The search of GEO retrieved 487 ARDS related entries. These entries were filtered for multiple qualitative and quantitative conditions and 219 samples were selected: mouse n sham/ARDS = 67/92, rat n = 13/13, human cells n = 11/11, canine n = 6/6 with the following ARDS model distributions: mechanical ventilation (MV)/cyclic stretch n = 11; endotoxin (LPS) treatment n = 8; MV + LPS n = 3; distant organ injury induced ARDS n = 3; chemically induced ARDS n = 2; Staphylococcus aureus induced ARDS n = 2; and one experiment each for radiation and shock induced ARDS. The eGWAS of this dataset identified 42 significant (Bonferroni threshold P < 1.55 × 10(-6)) genes. 66.6 % of these genes, were associated previously with lung injury and include the well known ARDS genes such as IL1R2 (P = 4.42 × 10(-19)), IL1β (P = 3.38 × 10(-17)), PAI1 (P = 9.59 × 10(-14)), IL6 (P = 3.57 × 10(-12)), SOCS3 (P = 1.05 × 10(-10)), and THBS1 (P = 2.01 × 10(-9)). The remaining genes were new ARDS candidates. Expression of the most prominently upregulated genes, CLEC4E (P = 4.46 × 10(-14)) and CD300LF (P = 2.31 × 10(-16)), was confirmed by real time PCR. The former was also validated by in silico pathway analysis and the latter by Western blot analysis.

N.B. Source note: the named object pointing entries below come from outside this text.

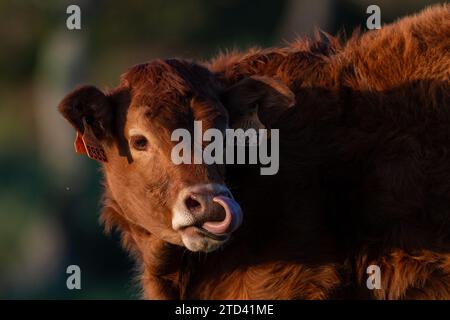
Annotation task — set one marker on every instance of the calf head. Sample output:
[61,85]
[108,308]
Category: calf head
[129,130]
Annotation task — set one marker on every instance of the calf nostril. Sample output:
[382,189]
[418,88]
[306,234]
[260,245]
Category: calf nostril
[192,204]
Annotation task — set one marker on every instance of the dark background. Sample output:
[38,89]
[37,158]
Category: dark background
[49,196]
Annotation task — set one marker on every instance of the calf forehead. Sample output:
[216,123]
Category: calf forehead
[162,94]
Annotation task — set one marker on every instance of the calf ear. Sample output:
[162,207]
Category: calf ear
[89,111]
[257,102]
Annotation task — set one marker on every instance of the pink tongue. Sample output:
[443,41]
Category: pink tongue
[233,217]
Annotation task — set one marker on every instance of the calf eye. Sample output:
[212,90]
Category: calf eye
[139,143]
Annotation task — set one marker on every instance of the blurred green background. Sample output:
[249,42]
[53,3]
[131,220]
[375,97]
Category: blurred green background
[49,196]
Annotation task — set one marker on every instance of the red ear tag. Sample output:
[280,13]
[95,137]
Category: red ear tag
[87,143]
[79,145]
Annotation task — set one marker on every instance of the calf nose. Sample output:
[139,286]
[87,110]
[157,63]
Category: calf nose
[210,207]
[202,206]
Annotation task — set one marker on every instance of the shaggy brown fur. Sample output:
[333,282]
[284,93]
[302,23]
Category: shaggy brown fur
[364,166]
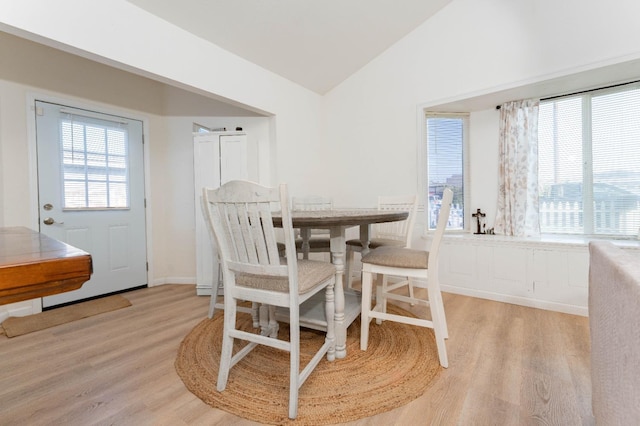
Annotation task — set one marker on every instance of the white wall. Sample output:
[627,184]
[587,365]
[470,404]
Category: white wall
[130,39]
[473,48]
[467,49]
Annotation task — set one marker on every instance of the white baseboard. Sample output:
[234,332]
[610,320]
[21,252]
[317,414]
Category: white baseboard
[517,300]
[173,280]
[20,309]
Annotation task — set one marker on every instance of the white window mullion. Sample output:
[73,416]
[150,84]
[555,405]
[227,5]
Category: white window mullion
[587,168]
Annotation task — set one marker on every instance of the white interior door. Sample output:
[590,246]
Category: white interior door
[91,194]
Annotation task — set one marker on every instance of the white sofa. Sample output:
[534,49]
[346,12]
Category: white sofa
[614,322]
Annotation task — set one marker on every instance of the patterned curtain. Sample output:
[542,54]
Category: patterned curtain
[517,211]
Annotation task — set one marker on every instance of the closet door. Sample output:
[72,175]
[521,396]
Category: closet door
[218,158]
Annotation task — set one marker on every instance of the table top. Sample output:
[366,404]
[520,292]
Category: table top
[339,217]
[34,265]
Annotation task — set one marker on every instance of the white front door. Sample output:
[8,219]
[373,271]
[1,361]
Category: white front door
[91,194]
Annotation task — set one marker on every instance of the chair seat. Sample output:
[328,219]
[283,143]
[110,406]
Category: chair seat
[311,273]
[398,257]
[377,242]
[315,243]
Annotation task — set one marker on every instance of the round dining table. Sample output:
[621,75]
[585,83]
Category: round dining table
[337,221]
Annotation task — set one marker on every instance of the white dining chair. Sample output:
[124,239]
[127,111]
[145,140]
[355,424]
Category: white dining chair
[318,239]
[240,214]
[388,234]
[422,266]
[217,287]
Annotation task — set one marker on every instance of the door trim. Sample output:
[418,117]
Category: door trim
[102,108]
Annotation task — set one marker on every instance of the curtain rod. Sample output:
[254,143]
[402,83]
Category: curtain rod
[585,91]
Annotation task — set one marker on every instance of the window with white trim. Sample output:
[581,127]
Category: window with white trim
[446,136]
[95,163]
[589,163]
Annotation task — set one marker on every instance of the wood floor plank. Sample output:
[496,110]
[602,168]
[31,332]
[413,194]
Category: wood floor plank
[507,365]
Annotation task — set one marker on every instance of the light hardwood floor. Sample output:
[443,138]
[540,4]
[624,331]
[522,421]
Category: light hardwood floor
[508,365]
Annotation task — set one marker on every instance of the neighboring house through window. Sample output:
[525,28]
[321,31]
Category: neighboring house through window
[589,163]
[446,136]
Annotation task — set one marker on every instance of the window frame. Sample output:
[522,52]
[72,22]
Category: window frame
[423,166]
[588,211]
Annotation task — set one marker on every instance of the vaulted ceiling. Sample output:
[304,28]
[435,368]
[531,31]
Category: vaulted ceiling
[317,44]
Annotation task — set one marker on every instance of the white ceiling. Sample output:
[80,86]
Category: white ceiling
[317,44]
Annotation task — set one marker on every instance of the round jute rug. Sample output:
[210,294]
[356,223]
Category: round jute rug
[397,367]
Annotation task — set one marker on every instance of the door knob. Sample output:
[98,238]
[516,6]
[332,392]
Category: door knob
[50,221]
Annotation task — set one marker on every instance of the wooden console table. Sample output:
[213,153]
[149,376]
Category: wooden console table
[33,265]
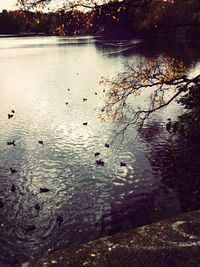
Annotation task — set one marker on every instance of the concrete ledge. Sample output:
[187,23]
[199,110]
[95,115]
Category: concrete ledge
[173,242]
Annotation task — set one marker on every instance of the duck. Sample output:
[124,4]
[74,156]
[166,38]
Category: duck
[10,116]
[44,190]
[11,143]
[169,125]
[29,228]
[1,204]
[13,188]
[13,171]
[59,220]
[37,207]
[100,162]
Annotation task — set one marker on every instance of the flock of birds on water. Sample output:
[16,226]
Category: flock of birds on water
[13,188]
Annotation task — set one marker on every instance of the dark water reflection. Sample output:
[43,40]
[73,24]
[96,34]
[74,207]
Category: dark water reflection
[35,75]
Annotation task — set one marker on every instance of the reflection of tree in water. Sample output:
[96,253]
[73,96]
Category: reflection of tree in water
[178,160]
[174,148]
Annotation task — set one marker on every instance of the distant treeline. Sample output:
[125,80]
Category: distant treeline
[182,17]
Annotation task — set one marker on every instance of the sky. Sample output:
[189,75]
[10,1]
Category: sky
[7,4]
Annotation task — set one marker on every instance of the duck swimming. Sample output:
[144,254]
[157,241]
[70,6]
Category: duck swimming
[100,162]
[10,116]
[123,164]
[13,171]
[13,188]
[44,190]
[59,220]
[11,143]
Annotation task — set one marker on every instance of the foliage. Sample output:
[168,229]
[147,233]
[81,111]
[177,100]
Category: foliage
[113,17]
[163,80]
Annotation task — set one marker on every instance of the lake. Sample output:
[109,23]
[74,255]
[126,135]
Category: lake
[38,75]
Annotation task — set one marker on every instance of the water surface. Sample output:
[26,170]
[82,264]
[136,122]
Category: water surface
[37,77]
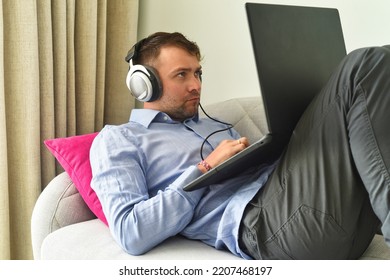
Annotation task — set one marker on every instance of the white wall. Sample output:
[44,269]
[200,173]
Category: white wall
[221,31]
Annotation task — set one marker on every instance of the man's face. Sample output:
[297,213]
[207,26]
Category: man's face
[180,74]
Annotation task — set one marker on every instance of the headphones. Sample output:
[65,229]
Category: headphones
[142,81]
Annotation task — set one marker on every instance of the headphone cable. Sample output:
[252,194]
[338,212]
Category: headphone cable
[229,126]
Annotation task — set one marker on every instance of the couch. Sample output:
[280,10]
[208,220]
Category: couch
[63,226]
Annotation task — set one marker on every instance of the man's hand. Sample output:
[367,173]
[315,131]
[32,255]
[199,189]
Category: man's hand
[226,149]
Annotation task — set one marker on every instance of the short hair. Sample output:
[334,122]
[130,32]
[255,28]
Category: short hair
[148,49]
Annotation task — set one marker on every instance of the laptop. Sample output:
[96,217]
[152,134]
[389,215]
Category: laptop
[296,49]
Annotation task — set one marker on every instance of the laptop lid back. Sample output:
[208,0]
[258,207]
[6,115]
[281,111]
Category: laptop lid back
[296,49]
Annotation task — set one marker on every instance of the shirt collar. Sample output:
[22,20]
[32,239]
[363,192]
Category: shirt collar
[147,116]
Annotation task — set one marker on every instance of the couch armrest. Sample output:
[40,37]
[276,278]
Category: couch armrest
[59,205]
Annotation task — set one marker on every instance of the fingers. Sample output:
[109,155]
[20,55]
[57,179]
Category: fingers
[243,141]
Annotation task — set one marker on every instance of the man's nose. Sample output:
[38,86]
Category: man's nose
[196,83]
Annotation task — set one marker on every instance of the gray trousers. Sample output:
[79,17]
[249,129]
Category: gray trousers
[331,188]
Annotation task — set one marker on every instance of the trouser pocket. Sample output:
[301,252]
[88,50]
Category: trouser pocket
[307,234]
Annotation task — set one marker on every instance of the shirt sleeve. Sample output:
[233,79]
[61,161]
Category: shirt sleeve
[137,221]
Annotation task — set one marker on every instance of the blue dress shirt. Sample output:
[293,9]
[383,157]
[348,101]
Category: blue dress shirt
[139,171]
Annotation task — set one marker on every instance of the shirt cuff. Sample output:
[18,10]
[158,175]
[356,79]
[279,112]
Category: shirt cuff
[187,177]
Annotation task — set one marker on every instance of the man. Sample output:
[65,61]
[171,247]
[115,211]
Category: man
[315,202]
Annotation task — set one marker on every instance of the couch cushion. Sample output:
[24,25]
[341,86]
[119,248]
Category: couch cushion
[91,240]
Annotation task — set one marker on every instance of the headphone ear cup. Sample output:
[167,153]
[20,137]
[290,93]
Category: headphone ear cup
[144,83]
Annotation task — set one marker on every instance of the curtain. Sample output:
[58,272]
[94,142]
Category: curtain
[62,73]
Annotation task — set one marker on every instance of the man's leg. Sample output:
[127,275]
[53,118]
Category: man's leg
[317,203]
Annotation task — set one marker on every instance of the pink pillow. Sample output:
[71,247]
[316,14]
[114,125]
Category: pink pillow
[73,155]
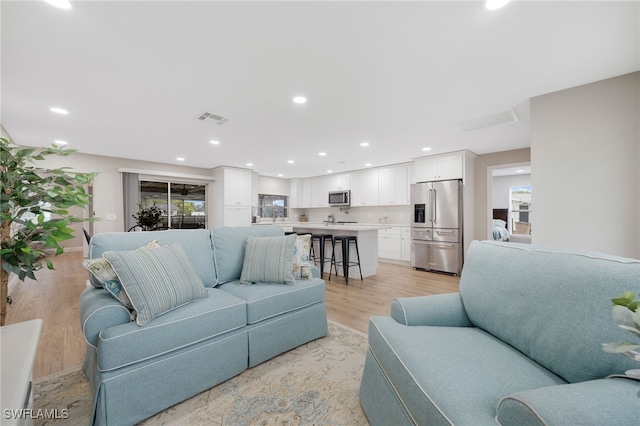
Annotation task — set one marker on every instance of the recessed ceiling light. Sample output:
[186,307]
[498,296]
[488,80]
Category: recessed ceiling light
[495,4]
[59,110]
[60,4]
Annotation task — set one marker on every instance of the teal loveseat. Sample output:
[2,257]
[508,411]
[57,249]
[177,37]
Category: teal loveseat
[520,344]
[137,371]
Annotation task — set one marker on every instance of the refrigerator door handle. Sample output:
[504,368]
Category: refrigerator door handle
[435,200]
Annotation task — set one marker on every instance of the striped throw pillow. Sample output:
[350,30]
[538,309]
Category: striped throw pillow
[268,260]
[156,280]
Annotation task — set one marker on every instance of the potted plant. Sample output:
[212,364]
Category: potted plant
[34,213]
[626,311]
[148,217]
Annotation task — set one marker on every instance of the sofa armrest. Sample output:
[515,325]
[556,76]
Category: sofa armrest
[612,401]
[444,310]
[99,311]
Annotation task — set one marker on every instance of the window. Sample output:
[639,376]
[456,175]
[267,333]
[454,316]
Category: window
[274,206]
[520,210]
[182,204]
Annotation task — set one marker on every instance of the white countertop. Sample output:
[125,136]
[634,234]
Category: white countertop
[340,226]
[358,226]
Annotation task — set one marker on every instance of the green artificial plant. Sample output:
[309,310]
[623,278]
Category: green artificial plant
[148,217]
[626,311]
[34,210]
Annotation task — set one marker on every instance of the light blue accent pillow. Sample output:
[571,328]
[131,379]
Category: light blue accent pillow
[106,278]
[268,260]
[229,245]
[156,280]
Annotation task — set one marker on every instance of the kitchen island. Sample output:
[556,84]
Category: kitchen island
[367,244]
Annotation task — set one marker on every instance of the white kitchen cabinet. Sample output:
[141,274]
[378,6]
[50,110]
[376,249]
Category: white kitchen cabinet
[237,215]
[393,186]
[306,193]
[439,167]
[320,191]
[405,243]
[295,194]
[340,182]
[389,243]
[364,188]
[233,197]
[237,187]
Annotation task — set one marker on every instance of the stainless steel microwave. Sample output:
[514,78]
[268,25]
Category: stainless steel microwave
[340,198]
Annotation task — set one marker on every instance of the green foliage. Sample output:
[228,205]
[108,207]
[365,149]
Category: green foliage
[34,206]
[627,315]
[148,217]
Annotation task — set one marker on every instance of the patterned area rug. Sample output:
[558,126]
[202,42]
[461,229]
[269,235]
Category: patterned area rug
[314,384]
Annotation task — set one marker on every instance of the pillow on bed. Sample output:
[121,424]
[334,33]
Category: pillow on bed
[268,260]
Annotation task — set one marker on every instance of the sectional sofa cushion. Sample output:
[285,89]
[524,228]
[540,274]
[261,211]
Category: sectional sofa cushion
[196,243]
[229,245]
[451,375]
[156,280]
[269,300]
[206,318]
[500,302]
[268,260]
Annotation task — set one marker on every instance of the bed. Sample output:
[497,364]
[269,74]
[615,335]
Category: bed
[500,232]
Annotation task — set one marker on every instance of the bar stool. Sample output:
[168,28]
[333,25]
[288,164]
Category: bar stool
[322,259]
[345,241]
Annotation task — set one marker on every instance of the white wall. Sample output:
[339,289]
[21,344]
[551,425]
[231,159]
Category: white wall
[501,188]
[107,186]
[585,161]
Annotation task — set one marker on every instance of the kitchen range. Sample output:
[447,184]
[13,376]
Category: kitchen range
[436,226]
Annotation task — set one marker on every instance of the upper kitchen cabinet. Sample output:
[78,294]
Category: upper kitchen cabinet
[237,187]
[441,167]
[364,188]
[393,185]
[233,196]
[340,182]
[320,191]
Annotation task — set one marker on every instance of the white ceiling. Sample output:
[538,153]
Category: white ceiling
[136,75]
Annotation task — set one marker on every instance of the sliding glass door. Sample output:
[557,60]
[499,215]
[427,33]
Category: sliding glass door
[183,205]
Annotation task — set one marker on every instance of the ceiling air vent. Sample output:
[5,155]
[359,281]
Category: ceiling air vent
[487,120]
[212,118]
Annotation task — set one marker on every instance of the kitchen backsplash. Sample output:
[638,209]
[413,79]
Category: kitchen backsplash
[396,215]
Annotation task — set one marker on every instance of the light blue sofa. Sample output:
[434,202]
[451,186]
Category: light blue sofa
[520,344]
[137,371]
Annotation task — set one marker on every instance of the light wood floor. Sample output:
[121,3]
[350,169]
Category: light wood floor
[54,298]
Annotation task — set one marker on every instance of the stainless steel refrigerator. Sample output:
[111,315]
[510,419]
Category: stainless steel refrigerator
[436,226]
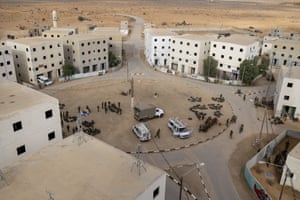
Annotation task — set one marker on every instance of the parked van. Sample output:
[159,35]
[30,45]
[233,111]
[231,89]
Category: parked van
[44,80]
[142,132]
[178,128]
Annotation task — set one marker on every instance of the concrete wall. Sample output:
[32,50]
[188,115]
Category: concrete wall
[33,134]
[150,194]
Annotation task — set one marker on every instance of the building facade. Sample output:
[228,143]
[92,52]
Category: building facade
[7,67]
[287,97]
[230,51]
[188,53]
[157,46]
[102,172]
[20,134]
[282,52]
[37,56]
[87,53]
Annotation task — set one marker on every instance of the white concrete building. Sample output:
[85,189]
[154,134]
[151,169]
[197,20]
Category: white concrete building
[287,96]
[86,52]
[188,53]
[7,67]
[157,46]
[29,120]
[231,51]
[37,56]
[59,32]
[282,51]
[91,170]
[114,38]
[292,164]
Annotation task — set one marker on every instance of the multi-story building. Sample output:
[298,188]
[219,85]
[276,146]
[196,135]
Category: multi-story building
[91,170]
[286,96]
[114,38]
[282,51]
[59,32]
[37,56]
[7,67]
[188,53]
[29,120]
[231,50]
[157,46]
[86,52]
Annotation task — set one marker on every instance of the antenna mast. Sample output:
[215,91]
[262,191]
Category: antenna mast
[139,162]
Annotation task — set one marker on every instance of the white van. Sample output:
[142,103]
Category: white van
[142,132]
[178,128]
[44,80]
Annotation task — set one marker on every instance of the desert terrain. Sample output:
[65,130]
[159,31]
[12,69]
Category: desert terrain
[18,16]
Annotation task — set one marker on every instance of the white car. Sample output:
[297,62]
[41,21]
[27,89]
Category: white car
[178,128]
[44,80]
[142,132]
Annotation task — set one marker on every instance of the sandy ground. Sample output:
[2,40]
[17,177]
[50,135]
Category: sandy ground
[116,129]
[17,15]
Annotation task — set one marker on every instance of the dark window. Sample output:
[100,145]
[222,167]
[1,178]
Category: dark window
[290,85]
[51,136]
[155,192]
[286,97]
[17,126]
[21,150]
[48,114]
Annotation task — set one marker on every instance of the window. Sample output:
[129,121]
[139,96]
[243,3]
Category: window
[21,150]
[155,192]
[290,85]
[48,114]
[17,126]
[51,135]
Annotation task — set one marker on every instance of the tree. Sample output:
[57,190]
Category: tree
[248,71]
[68,70]
[112,60]
[210,67]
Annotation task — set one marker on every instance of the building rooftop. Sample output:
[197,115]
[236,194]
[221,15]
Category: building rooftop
[197,37]
[32,40]
[295,152]
[81,37]
[15,97]
[238,39]
[291,72]
[90,170]
[160,32]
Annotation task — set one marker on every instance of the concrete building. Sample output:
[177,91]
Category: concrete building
[157,46]
[7,67]
[292,165]
[29,120]
[286,96]
[282,51]
[91,170]
[37,56]
[188,53]
[114,37]
[86,52]
[230,51]
[59,32]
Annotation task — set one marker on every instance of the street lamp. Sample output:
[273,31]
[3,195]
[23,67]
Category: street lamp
[198,165]
[288,173]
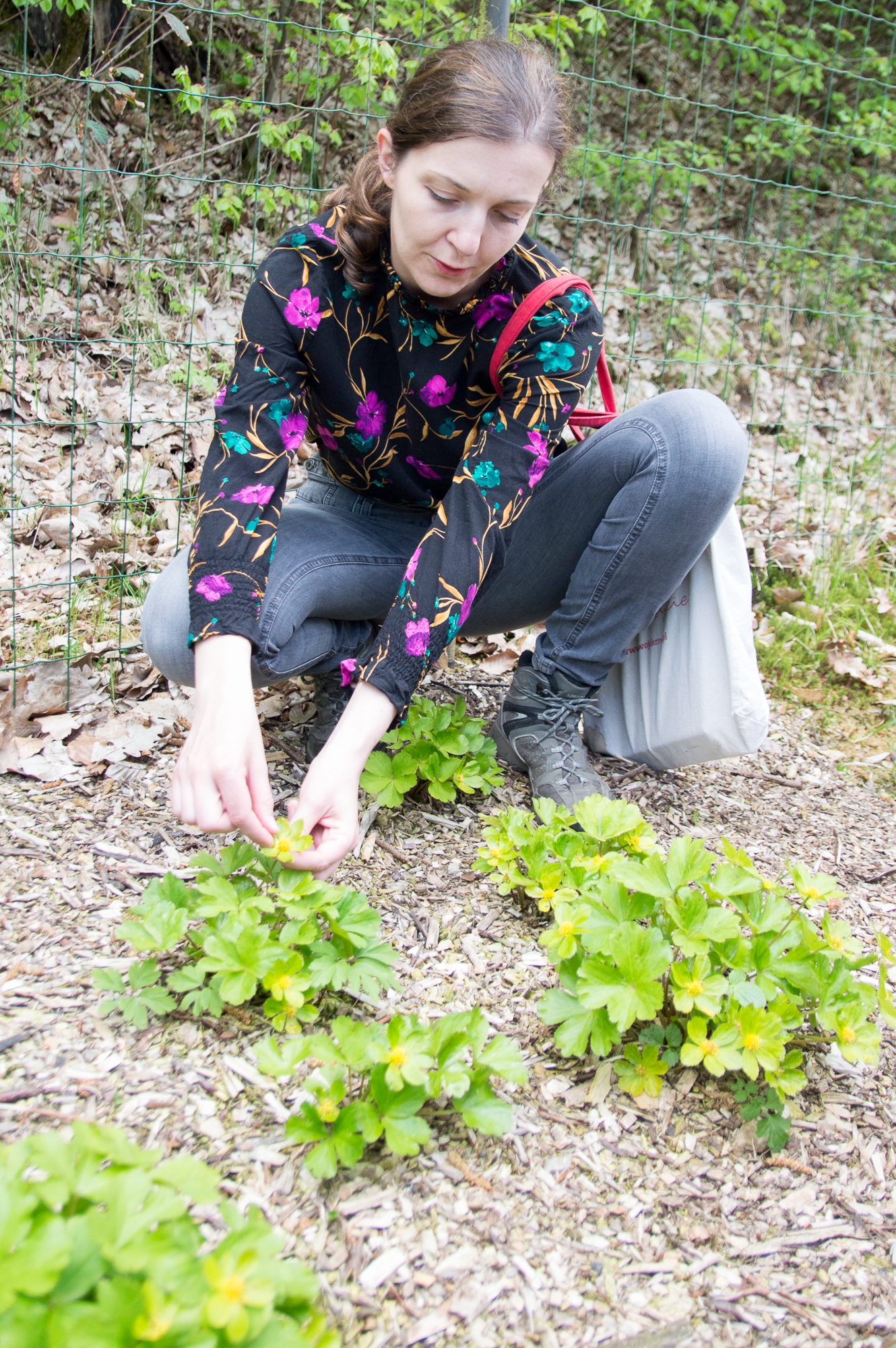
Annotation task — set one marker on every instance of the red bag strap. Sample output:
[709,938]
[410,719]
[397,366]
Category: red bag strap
[518,321]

Our first in the field application of eGWAS in ARDS and utilization of more than 120 publicly available microarray samples of ARDS not only justified applicability of eGWAS to complex lung tissue, but also discovered 14 new candidate genes which associated with ARDS. Detailed studies of these new candidates might lead to identification of unsuspected evolutionarily conserved mechanisms triggered by ARDS.
基因表达综合数据库(GEO)中目前积累的急性呼吸窘迫综合征(ARDS)基因芯片数据是识别ARDS新的意外靶点和机制的丰富来源。最近开发的基于表达的全基因组关联研究(eGWAS)用于分析GEO数据,已成功用于分析相对不复杂的脂肪组织的基因表达,其中75%由脂肪细胞组成。尽管肺组织具有更高的异质性,且不存在驱动基因表达模式的优势细胞类型,但我们推测ARDS样本的eGWAS将产生具有生物学意义的结果。
根据(《美国国家科学院院刊》109:7049 - 7054, 2012)进行eGWAS,并根据卡方检验的p值对基因进行排序。
在GEO中检索到487个与ARDS相关的条目。对这些条目进行了多种定性和定量条件的筛选,共选择了219个样本:小鼠假手术/ARDS组分别为67/92,大鼠组为13/13,人细胞组为11/11,犬组为6/6,其ARDS模型分布如下:机械通气(MV)/循环拉伸组为11;内毒素(LPS)处理组为8;MV + LPS组为3;远处器官损伤诱导的ARDS组为3;化学诱导的ARDS组为2;金黄色葡萄球菌诱导的ARDS组为2;以及辐射和休克诱导的ARDS各有1个实验。该数据集的eGWAS鉴定出42个显著(Bonferroni阈值P < 1.55×10⁻⁶)基因。其中66.6%的基因先前与肺损伤相关,包括众所周知的ARDS相关基因,如IL1R2(P = 4.42×10⁻¹⁹)、IL1β(P = 3.38×10⁻¹⁷)、PAI1(P = 9.59×10⁻¹⁴)、IL6(P = 3.57×10⁻¹²)、SOCS3(P = 1.05×10⁻¹⁰)和THBS1(P = 2.01×10⁻⁹)。其余基因是新的ARDS候选基因。通过实时PCR证实了上调最显著的基因CLEC4E(P = 4.46×10⁻¹⁴)和CD300LF(P = 2.31×10⁻¹⁶)的表达。前者还通过计算机通路分析进行了验证,后者通过蛋白质印迹分析进行了验证。
我们在该领域首次将eGWAS应用于ARDS,并利用120多个公开可用的ARDS芯片样本,不仅证明了eGWAS适用于复杂的肺组织,还发现了14个与ARDS相关的新候选基因。对这些新候选基因的详细研究可能会导致识别出由ARDS触发的意外的进化保守机制。